The whole point of what I described on that 2020 December night was that we’d experienced great times getting promoted under Ashley, but we should never have been in those positions. I said that it felt like something was on the horizon. We were in that sense of little hope again, but that Ashley wouldn’t be around forever. There was some hope that the takeover may succeed, but we didn’t know what was going on behind the scenes. I stated that I was confident that there’d be an upturn once again. When? I couldn’t say! Sooner rather than later hopefully. My little speech left people feeling positive, which was shown in the immediate comments and George Caulkin stated,
“That’s a great speech, Davy. I don’t know what you’re running for, but you’ve got my vote!”

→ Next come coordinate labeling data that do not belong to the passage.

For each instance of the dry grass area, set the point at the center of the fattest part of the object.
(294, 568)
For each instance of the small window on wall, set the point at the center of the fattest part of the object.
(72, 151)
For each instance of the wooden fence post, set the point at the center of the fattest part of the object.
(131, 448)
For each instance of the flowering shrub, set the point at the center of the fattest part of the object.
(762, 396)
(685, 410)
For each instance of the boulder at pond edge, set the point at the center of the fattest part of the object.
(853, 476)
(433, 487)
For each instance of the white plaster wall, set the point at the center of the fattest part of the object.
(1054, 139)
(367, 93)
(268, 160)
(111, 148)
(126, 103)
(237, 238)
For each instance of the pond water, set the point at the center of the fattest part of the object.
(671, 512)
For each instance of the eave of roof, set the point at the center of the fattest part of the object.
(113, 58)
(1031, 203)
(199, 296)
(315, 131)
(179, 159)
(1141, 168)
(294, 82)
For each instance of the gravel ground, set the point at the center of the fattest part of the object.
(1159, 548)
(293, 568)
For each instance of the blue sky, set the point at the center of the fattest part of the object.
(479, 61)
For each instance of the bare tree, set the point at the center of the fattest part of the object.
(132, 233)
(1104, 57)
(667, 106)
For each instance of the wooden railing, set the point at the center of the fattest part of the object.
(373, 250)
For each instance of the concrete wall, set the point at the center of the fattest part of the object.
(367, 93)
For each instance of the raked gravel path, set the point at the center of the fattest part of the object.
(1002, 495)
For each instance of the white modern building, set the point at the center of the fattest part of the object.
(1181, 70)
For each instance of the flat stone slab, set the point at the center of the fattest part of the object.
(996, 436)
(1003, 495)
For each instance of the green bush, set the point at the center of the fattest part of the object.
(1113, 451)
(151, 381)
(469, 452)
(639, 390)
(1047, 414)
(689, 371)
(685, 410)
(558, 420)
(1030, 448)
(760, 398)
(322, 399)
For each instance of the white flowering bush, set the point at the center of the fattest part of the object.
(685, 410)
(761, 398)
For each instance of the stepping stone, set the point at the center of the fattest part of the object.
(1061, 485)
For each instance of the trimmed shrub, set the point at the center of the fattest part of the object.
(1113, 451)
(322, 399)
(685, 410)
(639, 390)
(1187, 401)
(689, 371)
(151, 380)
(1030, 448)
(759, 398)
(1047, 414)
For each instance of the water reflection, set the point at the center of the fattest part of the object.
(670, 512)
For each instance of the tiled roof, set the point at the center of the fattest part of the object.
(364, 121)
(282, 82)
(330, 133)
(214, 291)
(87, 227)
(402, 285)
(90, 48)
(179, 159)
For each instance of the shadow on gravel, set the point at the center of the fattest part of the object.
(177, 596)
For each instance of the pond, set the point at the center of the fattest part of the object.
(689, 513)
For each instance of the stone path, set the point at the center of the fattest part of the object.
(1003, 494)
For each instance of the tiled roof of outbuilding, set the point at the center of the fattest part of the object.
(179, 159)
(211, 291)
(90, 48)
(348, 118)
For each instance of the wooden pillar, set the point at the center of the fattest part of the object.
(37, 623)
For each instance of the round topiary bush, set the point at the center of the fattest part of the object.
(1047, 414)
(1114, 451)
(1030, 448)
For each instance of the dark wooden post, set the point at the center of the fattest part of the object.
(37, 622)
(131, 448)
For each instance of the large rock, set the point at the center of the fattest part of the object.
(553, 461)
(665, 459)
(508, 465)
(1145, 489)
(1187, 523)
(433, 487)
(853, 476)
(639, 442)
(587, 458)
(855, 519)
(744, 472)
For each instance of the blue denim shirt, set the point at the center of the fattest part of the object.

I found out later that Amanda Staveley and Mehrdad Ghodoussi had been present for the premiere and the thought that the positive feelings from the movie and my little speech at the end could have had a small impact on their resolve to continue with the takeover, gives me goosebumps. We’ve been through so many ups and downs over the years I’ve mentioned, especially in the last few.
It all makes any future success that much sweeter. We are now at the beginning of a new wave and it’s promising to be a huge tsunami wave that will continue for a very long time. I’m so pleased to be around to witness it.